2. Het verzoekschrift is tijdig ingediend en is in zoverre ontvankelijk.
3. De advocaat-generaal heeft geconcludeerd tot een getrapte beslissing, in die zin dat eerst op het verzoek ex artikel 89 van het Wetboek van Strafvordering wordt beslist, vervolgens de beslissing van de Raad voor Rechtsbijstand met betrekking tot de voorwaardelijke toevoeging wordt afgewacht en daarna op het verzoek om vergoeding van de kosten van de raadsvrouw wordt beslist.
4. De raadsvrouw heeft onder verwijzing naar de voorwaardelijke toevoeging van de Raad voor Rechtsbijstand ter zake van het verzoek ex artikel 89 van het Wetboek van Strafvordering en naar het - bij toepassing van het gebruikelijke tarief per dag voor dagen in verzekering en voorlopige hechtenis doorgebracht - te verwachten bedrag de verwachting uitgesproken dat de voorwaardelijke toevoeging zal worden ingetrokken, maar tevens aangevoerd dat de Raad voor Rechtsbijstand daarover eerst na de uitspraak van het hof zal beslissen en daarom gepersisteerd bij het verzoek.
5. Blijkens de overgelegde beslissing van de Raad voor Rechtsbijstand te Amsterdam d.d. 17 maart 2005 is de voorwaardelijke toevoeging verleend:
“omdat de rechtsbijstand betrekking heeft op een aanmerkelijk belang. De Raad voor de Rechtsbijstand verleent geen definitieve toevoeging, indien na beëindiging van de zaak de financiële draagkracht zodanig is, dat deze de bij en krachtens artikel 34 van de Wrb gestelde grenzen overschrijdt. (artikel 31, lid 1 en 2, Wet op de Rechtsbijstand)”.

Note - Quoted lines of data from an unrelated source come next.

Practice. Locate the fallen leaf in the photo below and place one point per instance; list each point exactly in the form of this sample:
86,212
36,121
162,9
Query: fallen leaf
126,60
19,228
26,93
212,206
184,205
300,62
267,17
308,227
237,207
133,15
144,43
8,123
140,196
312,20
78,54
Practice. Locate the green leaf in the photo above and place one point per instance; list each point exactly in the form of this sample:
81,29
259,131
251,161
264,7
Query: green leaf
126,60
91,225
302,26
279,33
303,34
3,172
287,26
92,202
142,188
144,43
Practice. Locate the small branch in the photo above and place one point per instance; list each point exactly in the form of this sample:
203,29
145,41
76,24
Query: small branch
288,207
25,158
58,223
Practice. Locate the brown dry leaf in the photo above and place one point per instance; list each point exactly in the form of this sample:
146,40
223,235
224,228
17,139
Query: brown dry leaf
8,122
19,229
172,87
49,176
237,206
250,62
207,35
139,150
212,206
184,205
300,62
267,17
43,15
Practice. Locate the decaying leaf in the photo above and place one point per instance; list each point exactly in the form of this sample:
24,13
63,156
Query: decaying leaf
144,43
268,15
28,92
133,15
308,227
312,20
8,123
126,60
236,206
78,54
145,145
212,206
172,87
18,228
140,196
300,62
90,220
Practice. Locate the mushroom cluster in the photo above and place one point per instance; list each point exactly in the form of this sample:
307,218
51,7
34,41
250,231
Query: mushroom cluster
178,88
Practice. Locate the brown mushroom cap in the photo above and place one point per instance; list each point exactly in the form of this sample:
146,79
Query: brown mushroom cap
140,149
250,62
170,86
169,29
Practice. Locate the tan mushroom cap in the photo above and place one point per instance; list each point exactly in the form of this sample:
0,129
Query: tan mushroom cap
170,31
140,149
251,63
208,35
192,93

6. Op grond van de wetsgeschiedenis van de Wet op de rechtsbijstand moet het ervoor worden gehouden dat artikel 31 van die wet, waarin de voorwaardelijke toevoeging wordt geregeld, geen betrekking heeft op strafzaken (vgl. HR 15 juni 2004, NJ 2005, 5). Een voorwaardelijke toevoeging in strafzaken is dus niet mogelijk. Het verzoek ex artikel 89 van het Wetboek van Strafvordering heeft betrekking op een strafzaak en is een strafvorderlijke procedure. Dat betekent dat de Raad voor de Rechtsbijstand ter zake van dat verzoek ten onrechte een voorwaardelijke toevoeging heeft afgegeven. Nu verzoeker kennelijk voldoet aan de voorwaarden om voor toevoeging in aanmerking te komen, moet het ervoor worden gehouden dat aan verzoeker een definitieve toevoeging is verstrekt. Dat leidt tot de conclusie dat in dit geval de kosten van de raadsvrouw voor de indiening en behandeling van het verzoek ex artikel 89 van het Wetboek van Strafvordering niet als ‘kosten van een raadsman’ in de zin van artikel 591a van het Wetboek van Strafvordering zijn aan te merken. Het hof zal daarom het verzoek tot vergoeding van die kosten afwijzen.
BESCHIKKENDE
Het hof:
- Wijst het verzoek af;
Deze beschikking is gegeven te Arnhem door mr. E.A.K.G. Ruys, voorzitter,
in tegenwoordigheid van B.J. Berendsen, griffier, ondertekend door de voorzitter en de griffier en uitgesproken ter openbare zitting van 20 maart 2006.